【コラム】ザ・障害者(20)

人間は偏見を持つ動物=想像力と差別は根底でつながっている

堀 利和

 次の文章は、月間文芸誌「新潮」11月号の編集後記である。

 「新潮45」2018年10月号の特別企画「そんなにおかしいか『杉田水脈』論文」について、小誌の寄稿者や読者から多数の批判が寄せられました。
 同企画に掲載された「政治は『生きづらさ』という主観を救えない」において、筆者の文芸評論家・小川榮太郎氏は「LGBT」と「痴漢症候群の男」を対比し、後者の「困苦こそ極めて根深かろう」と述べました。
 これは言論の自由や意見の多様性に鑑みても、人間にとって変えられない属性に対する蔑視に満ち、認識不足としか言いようのない差別的表現だと小誌は考えます。
 このような表現を掲載したのは「新潮45」ですが、問題は小誌にとっても他人事ではありません。だからこそ多くの小誌寄稿者は、部外者でなく当事者として怒りや危機感の声をあげたのです。
 文学者が自身の表現空間である「新潮」や新潮社を批判すること。それは、自らにも批判の矢を向けることです。
 小誌はそんな寄稿者たちのかたわらで、自らを批判します。そして、差別的表現に傷つかれた方々に、お詫びを申し上げます。
              *
 想像力と差別は根底でつながっており、想像力が生み出す文芸には差別や反差別の芽が常に存在しています。
 そして、すぐれた文芸作品は、人間の想像力を鍛え、差別される者の精神、差別してしまう者の精神を理解することにつながります。
 「新潮45」は休刊となりました。しかし、文芸と差別の問題について、小誌は考えていきたいと思います。
  2018年9月28日
  「新潮」編集長・矢野 優

 この編集後記の中で私の目に留まったのは、「想像力と差別は根底でつながっており」という一文であった。この基本的な認識は、以前より私が機会あるごとに書いてきた「人間は偏見を持つ動物である」と同様の思想と重なるからである。日常生活の中であれ、芸術や文学作品、芸能やその他表現においても、想像と偏見はギリギリのところで裏腹の紙一重の関係にあると言っても過言ではないであろう。その危うさはどうしても避けて通れない。だから、表現や言論の自由が問題になるのである。

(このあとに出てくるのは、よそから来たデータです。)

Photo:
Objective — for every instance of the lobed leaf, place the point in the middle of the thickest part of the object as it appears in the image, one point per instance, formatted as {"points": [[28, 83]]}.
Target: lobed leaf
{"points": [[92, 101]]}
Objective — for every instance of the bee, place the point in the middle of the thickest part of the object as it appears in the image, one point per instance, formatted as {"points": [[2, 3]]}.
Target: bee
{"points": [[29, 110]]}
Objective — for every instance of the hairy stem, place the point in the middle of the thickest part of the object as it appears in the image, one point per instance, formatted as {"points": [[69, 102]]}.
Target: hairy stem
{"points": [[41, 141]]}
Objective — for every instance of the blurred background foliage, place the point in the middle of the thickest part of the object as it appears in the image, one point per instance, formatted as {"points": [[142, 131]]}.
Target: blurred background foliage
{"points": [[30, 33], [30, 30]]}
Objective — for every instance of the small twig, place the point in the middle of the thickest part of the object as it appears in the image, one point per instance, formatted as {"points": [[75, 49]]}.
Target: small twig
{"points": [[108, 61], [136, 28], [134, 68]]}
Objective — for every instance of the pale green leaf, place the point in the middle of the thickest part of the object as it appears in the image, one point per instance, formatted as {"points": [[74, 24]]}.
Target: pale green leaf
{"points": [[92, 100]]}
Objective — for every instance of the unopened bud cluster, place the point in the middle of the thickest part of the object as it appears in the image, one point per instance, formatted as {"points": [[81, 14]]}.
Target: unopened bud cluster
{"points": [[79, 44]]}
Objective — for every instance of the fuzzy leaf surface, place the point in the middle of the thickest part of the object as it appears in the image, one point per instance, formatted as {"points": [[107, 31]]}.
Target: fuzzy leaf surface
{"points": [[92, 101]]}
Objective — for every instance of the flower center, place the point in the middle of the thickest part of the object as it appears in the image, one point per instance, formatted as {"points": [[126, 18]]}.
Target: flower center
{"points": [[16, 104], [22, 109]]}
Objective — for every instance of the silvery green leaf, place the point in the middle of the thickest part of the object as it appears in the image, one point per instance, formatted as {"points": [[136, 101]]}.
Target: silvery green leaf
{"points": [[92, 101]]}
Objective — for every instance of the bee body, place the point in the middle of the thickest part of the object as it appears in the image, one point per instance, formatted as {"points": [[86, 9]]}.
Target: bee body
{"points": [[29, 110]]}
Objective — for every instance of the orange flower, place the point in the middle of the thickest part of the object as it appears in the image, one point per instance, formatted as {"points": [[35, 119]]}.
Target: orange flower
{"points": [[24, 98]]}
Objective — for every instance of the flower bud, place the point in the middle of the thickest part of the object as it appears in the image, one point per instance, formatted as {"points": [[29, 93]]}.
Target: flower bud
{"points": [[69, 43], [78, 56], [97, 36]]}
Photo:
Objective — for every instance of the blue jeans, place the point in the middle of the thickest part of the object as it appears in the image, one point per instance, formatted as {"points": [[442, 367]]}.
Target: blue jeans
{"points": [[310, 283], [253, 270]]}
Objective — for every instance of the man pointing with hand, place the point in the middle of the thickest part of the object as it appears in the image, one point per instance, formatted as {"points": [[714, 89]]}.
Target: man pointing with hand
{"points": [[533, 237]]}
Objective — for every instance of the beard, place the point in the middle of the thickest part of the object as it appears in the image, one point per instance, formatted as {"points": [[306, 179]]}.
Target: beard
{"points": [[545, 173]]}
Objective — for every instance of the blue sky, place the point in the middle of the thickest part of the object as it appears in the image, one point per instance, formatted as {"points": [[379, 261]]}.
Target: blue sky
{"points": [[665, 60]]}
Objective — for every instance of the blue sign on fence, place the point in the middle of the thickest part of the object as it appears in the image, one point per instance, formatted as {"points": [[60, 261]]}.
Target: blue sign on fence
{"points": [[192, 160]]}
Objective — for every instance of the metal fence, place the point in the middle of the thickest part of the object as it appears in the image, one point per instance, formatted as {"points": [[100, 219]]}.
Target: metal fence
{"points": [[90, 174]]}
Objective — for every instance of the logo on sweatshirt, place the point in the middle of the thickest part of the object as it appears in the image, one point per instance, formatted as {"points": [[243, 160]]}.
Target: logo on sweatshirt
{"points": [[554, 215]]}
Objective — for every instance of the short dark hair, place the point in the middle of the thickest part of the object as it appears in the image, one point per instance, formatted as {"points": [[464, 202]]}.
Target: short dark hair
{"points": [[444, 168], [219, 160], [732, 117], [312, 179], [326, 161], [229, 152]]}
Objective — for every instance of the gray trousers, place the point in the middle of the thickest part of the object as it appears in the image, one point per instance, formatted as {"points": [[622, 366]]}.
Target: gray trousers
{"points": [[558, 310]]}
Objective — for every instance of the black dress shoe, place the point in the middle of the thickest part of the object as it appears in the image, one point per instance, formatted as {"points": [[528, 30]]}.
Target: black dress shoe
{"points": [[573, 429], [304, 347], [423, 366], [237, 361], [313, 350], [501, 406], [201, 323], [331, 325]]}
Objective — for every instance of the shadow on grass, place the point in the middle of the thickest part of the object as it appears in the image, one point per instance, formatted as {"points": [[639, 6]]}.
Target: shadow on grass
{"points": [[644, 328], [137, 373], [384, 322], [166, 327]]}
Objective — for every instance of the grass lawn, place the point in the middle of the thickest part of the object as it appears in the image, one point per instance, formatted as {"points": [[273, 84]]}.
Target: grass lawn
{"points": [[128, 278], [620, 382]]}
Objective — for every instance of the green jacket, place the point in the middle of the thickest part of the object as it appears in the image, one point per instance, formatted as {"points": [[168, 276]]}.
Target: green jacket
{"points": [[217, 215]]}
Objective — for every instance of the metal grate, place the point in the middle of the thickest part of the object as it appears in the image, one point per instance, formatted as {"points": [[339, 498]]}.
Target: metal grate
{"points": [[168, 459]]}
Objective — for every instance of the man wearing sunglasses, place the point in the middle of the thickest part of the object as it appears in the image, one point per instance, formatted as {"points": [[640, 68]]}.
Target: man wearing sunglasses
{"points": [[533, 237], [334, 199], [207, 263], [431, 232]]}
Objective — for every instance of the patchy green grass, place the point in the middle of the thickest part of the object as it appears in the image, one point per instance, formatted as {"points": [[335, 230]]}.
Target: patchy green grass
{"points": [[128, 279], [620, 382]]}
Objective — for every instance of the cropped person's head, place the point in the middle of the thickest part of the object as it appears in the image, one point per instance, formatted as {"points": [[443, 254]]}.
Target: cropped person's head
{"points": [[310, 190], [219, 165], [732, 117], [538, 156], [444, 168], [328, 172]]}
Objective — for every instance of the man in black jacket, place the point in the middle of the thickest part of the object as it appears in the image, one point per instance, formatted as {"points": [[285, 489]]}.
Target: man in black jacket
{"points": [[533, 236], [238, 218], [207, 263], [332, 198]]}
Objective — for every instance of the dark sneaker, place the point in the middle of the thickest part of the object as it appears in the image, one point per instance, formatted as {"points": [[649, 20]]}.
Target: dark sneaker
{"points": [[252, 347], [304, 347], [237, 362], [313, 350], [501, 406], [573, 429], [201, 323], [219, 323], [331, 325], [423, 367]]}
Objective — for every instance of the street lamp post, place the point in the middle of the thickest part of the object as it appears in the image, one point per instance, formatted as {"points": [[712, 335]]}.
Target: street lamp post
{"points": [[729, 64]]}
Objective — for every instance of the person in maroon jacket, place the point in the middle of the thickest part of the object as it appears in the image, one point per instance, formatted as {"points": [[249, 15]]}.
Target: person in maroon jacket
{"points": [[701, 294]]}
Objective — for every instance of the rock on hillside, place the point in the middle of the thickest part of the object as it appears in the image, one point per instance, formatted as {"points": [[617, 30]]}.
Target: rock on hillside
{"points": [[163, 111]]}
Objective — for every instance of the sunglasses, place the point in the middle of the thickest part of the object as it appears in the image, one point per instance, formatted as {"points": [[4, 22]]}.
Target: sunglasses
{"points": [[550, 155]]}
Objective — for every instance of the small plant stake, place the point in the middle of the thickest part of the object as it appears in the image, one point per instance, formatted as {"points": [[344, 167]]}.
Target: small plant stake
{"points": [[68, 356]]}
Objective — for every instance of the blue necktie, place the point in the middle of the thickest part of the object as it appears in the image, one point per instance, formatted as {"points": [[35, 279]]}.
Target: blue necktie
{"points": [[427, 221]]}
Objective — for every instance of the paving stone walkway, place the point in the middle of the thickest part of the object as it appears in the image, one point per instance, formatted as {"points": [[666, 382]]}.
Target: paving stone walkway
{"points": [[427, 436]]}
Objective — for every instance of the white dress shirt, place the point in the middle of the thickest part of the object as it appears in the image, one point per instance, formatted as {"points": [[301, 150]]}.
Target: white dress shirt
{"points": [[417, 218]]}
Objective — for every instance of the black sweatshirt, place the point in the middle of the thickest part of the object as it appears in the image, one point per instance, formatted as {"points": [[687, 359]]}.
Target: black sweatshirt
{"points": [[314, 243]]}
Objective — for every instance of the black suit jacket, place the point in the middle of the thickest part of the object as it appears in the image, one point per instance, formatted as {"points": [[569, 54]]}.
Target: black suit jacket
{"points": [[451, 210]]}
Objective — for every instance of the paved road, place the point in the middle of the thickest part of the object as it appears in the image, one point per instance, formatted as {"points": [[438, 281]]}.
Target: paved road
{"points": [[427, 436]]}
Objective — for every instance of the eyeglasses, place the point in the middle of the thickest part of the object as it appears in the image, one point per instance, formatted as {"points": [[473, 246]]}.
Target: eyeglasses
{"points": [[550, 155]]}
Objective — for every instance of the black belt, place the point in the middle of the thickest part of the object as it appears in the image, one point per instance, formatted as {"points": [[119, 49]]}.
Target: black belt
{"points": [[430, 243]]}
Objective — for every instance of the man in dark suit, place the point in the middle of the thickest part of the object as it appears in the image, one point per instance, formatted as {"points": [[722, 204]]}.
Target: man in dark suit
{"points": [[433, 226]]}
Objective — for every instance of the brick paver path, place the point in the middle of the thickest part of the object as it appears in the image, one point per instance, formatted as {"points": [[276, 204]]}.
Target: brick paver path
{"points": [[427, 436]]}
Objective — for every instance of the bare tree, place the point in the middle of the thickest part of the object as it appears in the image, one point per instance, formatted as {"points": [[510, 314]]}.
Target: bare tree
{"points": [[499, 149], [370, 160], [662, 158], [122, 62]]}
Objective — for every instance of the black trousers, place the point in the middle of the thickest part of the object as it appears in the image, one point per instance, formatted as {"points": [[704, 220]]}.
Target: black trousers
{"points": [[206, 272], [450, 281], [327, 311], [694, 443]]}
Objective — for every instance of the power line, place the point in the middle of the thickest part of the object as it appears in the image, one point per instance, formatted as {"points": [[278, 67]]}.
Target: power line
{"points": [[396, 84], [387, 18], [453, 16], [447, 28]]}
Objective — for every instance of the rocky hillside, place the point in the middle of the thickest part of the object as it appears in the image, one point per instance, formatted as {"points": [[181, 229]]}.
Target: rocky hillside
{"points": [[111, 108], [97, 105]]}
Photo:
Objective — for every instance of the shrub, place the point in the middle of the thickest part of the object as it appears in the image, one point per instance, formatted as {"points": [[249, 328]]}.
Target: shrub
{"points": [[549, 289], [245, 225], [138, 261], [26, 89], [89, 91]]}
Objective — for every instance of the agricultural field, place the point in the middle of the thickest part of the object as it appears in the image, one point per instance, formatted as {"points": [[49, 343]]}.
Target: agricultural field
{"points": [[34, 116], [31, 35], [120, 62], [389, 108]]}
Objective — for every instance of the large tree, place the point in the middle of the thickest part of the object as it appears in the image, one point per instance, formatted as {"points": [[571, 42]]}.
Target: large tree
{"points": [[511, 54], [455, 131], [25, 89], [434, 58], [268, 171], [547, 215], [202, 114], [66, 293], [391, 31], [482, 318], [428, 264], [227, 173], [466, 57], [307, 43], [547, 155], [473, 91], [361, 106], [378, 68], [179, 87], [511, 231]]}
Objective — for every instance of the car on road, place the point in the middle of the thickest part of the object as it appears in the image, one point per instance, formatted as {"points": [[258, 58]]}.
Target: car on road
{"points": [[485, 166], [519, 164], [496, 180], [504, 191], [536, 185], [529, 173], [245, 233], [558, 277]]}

 動物は本能に従って行動する。自然界の中でたとえ学習したにしても、それは本能に転化する。だから、動物は偏見を持たない。ビーバーが巣(ダム)を作るにしても、人間が予め設計図を書いてダムを造るのとは明らかに違う。人間は頭の中で想像して設計図を書く。つまり、人間は動物と違って想像力をもって行動する。想像する、類推する、推察するのである。

 しかしながら、一連のこうした意識作用、精神作用は同時に偏見や差別も生み出す。目にしたたった一つの事象に対しても、想像と類推をもって、あたかも全てを推し量り、全体を体系づけようとさえするのである。その限りでは偏見はきわめて人間的、だがそれは至って非人間的でもある。だからこそ、私たちは常に「人間は偏見をもつ動物である」と自覚し、常にそれを検証しなければならない。
 といって、私がいうこの「偏見」は人間的で可愛くもある。しかし、その一方には非人間的で可愛くもなく、悪質なものも多数ある。つまり、目の前の「同じ」事象であっても、それをどう理解し、どう表現するかである。その分かれ目は、認識主体の思想的立場に深く関わってくる、そう言ってもよいのではなかろうか。

 「想像力と差別は根底でつながっており」、その「根底」とは何かである。そしてそこにもう一つ関わってくるのが「表現」、芸術や文学、思想といったものであればなおさらである。とどのつまり、表現と出版、言論の自由の問題でもある。

 原則としては、という言い方をあえてするのも実はヒトラーの『我が闘争』を念頭においてのことであるから、少なくとも国家権力にではなく、市民大衆がそれを自由に、「自由」を自由に選択決定づけること、その必要性、その力を、私たちは持つべきであると考える。国家権力にではなく、表現も出版も、そして言論の自由も、その受け手である私たち市民大衆がそれを決定づけることが極めて重要である。悪質な出版を差し止めるのも、私たち次第である。「新潮45」の廃刊はその意味では当然のことであろう。偏見や差別、ヘイトクライムは許されるべきではないからだ。